Reviewed by Jonathan Manns

Ostensibly about the Green Belt, Outskirts is in fact a moving reflection on British life. Part autobiography and part history, it demonstrates the author's mastery of storytelling through a personal and touching exploration of the relationships we all have to places; imagined and actual, nostalgic and immediate. 

I live in the last road in London,’ John Grindrod would tell people when growing up. It wasn’t strictly true, but New Addington is encircled by the Green Belt, which started at the end of the family garden. Now amongst Croydon’s most deprived wards it is a mid-century settlement which, much like the Green Belt itself, embodies Britain’s postwar consensus.

A long-format historical account of the Green Belt has been waiting to be written. It’s amazing, given the extent to which the concept has become embedded in the national consciousness, that this is apparently the first attempt. To some extent, such a book could still be written.

Outskirts is no traditional history book. It comes close to anthropomorphising the Green Belt. Grindrod recalls his childhood experience in such a way that the two histories are woven together. Memories and facts for both family and Green Belt are placed side-by-side as if the latter was a relative that lived nearby and joined in on family trips. 

The book abounds with heart and soul.  There is an inescapable immediacy to the honest recollections of his parents: ‘John the dyslexic, Marj with her love of words... the indestructible superwoman, held together with Disprin, tea and irony.’ There is empathy throughout: ‘To city dwellers the Green Belt is tightening around our throats. To country folk we are ignorant barbarians, intent on its destruction.

This could make Outskirts the most popular contribution to Green Belt discussion in the past 50 years. The facts are there: the same facts as used in other reports, papers and articles. Yet, taking Amazon reader reviews as a litmus test, there are no indignant calls to arms, no accusations of vested interests or collusion. Of the 21 posts thus far, all offer four or five stars.

In 1993 John Major spoke to the Conservative Group for Europe about another defining issue of our age. He conjured a vision of Britain as ‘the country of long shadows on county grounds, warm beer, invincible green suburbs, dog lovers and pools fillers’ in which ‘we trust our own integrity as a people quite enough to fear nothing in Europe’. Grindrod expresses no clear opinion, but Outskirts could be read as an everyman’s re-making of the same case.
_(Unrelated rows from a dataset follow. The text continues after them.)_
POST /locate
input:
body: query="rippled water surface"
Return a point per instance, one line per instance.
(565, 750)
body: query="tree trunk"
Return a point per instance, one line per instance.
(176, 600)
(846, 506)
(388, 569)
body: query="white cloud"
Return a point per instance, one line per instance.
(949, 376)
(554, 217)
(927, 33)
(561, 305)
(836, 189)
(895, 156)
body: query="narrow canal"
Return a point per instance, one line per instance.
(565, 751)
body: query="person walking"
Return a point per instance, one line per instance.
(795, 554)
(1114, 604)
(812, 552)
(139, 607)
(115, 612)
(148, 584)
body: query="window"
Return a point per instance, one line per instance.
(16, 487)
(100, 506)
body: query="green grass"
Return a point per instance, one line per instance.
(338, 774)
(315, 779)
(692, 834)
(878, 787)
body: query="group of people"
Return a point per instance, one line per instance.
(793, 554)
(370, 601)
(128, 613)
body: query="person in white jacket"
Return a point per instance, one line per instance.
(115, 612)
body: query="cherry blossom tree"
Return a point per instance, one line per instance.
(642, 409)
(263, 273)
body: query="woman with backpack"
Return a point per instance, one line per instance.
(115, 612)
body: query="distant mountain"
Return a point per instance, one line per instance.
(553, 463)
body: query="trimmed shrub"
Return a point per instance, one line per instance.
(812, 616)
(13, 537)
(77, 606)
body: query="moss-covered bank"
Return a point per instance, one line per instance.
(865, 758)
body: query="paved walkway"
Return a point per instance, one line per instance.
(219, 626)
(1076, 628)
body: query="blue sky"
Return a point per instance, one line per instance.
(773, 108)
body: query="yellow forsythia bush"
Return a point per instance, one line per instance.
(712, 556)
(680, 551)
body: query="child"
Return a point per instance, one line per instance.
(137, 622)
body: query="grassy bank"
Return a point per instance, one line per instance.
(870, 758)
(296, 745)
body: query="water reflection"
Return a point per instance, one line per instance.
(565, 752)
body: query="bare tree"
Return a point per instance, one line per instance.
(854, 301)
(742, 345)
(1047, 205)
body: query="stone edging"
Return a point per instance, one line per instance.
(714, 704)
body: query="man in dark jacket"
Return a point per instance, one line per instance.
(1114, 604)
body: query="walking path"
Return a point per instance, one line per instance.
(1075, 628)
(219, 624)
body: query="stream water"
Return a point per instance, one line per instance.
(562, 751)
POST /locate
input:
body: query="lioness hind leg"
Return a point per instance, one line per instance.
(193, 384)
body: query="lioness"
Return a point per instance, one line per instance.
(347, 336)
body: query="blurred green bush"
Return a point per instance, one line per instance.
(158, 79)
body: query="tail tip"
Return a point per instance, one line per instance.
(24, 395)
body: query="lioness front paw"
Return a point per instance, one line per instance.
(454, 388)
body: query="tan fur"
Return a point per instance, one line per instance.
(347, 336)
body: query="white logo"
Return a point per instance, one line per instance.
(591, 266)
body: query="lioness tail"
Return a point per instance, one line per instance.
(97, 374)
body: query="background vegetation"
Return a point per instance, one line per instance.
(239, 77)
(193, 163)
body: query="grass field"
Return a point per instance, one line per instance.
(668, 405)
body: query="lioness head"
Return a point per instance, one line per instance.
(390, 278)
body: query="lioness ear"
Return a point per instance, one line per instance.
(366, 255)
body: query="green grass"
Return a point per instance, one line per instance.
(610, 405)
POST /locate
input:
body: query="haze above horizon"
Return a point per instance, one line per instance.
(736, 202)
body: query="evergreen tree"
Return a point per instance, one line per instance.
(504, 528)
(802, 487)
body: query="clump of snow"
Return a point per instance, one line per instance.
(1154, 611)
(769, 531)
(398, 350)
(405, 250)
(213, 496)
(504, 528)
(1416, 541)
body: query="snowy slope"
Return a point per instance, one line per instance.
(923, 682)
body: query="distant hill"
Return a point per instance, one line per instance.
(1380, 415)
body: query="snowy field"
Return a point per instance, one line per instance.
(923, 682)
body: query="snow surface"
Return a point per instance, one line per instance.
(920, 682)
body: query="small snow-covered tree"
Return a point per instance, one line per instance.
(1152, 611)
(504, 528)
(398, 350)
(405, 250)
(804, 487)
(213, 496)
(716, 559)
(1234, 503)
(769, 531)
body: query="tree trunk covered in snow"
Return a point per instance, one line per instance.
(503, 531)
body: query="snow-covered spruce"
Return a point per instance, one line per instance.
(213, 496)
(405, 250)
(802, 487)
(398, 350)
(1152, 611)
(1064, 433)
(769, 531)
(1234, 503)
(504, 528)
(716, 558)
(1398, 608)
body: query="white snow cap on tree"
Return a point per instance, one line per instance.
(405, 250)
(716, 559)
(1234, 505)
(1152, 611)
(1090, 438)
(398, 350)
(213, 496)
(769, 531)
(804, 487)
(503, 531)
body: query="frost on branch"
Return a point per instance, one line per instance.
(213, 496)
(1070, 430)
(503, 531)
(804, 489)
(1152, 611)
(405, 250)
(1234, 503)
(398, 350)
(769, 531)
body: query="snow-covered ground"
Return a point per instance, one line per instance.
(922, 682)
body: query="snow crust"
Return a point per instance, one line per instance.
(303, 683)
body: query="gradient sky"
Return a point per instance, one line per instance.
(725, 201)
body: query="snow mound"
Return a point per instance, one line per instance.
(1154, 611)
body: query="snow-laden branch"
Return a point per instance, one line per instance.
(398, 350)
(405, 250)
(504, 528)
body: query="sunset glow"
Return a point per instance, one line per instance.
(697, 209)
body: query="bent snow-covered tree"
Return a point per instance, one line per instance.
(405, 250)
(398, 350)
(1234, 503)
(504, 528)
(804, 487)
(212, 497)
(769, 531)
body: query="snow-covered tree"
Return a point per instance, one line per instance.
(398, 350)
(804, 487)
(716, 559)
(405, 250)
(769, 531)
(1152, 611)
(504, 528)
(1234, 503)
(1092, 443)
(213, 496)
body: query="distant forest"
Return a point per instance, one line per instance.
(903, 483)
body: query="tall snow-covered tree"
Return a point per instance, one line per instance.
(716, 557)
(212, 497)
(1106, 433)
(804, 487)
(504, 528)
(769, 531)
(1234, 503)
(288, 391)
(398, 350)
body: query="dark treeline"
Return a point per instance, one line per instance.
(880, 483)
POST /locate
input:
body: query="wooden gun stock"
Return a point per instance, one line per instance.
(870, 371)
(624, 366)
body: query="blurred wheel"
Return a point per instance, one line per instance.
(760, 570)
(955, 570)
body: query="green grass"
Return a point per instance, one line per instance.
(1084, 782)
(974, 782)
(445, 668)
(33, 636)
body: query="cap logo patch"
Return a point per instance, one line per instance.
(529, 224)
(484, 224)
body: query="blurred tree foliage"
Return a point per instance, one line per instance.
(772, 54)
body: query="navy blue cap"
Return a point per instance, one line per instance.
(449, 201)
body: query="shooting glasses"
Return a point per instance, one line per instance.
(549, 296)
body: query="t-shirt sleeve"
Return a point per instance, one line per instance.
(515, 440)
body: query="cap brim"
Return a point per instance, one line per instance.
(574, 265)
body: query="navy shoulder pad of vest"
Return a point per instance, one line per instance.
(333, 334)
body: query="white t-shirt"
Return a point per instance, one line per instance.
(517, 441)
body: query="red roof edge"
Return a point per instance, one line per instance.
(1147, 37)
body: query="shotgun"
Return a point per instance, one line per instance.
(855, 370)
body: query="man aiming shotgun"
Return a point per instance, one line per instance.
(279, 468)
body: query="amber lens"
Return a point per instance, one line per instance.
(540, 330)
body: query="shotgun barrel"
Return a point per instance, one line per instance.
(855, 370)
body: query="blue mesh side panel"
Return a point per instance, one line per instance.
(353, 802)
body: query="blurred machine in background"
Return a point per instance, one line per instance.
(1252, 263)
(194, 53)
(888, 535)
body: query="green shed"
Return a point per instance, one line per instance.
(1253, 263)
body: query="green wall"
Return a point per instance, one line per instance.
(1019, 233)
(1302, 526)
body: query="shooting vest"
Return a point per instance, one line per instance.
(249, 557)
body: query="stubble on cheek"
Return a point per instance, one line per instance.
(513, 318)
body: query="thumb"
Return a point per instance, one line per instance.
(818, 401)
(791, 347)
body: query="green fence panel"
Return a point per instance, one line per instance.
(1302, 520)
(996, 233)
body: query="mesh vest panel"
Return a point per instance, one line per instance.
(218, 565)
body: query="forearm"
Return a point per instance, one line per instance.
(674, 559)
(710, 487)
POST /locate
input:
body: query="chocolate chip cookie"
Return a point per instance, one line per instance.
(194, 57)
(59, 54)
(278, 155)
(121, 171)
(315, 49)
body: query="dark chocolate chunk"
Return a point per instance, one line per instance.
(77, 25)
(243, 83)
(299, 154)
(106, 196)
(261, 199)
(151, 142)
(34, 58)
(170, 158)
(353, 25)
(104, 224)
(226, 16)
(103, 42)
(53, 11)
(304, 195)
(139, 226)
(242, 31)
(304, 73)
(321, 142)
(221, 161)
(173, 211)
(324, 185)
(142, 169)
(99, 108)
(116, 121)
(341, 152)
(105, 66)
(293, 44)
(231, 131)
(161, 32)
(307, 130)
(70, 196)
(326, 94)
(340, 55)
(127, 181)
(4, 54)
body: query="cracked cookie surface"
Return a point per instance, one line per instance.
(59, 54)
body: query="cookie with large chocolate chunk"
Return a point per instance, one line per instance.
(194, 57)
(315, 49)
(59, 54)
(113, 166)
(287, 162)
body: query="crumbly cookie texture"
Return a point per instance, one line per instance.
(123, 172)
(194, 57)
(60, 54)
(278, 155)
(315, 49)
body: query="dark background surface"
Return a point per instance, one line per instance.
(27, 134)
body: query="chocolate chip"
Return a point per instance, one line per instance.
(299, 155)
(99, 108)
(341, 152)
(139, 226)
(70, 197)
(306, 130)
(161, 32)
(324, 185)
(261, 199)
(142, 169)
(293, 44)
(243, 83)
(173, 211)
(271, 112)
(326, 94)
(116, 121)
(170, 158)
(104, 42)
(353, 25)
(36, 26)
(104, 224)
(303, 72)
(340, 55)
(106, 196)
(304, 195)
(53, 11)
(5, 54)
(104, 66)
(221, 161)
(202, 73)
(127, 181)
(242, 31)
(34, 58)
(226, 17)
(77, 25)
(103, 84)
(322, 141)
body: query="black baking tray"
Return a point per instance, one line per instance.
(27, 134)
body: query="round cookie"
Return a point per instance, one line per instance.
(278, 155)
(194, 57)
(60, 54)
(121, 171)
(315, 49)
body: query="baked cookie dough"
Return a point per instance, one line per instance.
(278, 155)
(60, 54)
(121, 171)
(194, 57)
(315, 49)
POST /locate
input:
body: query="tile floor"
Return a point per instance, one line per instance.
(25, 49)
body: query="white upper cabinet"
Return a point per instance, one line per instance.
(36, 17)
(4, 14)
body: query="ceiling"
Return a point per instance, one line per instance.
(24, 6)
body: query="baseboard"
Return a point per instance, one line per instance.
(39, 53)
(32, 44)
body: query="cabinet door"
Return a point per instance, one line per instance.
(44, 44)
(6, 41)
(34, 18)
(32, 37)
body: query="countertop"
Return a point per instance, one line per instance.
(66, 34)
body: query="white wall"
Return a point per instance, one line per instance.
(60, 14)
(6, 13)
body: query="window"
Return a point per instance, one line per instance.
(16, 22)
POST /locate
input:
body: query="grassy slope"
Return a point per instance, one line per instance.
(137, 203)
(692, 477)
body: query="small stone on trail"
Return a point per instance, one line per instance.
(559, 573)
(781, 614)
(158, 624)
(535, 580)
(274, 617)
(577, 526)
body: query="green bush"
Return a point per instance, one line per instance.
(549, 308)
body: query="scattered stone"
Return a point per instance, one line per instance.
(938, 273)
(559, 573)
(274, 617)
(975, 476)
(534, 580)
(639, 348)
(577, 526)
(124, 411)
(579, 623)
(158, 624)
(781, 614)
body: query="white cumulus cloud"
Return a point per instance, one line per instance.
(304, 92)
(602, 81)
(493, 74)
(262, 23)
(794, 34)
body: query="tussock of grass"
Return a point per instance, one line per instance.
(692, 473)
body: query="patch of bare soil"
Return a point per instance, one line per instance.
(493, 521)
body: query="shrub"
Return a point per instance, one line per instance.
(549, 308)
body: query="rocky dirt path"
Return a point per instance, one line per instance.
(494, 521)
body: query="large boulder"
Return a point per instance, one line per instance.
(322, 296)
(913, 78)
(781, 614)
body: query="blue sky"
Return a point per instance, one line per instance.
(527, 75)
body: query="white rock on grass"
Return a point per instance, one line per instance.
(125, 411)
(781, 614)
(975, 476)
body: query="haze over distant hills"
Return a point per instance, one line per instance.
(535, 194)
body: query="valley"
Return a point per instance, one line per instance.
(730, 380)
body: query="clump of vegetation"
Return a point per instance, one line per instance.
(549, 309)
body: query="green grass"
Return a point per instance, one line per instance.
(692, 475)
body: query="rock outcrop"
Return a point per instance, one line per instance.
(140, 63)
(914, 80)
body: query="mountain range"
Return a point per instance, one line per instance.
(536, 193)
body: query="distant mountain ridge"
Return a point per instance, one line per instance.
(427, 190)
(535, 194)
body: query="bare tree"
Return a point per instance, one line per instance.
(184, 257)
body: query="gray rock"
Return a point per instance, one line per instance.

Outskirts blends recollection of days out with a tale that takes us from Thomas More’s Utopia (1516) to the present day, reminding us how the often emotive and irrational feelings that make us human are so instinctively imprinted upon otherwise straightforward and rational public policies. Grindrod reveals how a simple technical designation can become something so meaningful to so many people. If for no other reason, this makes it a must read.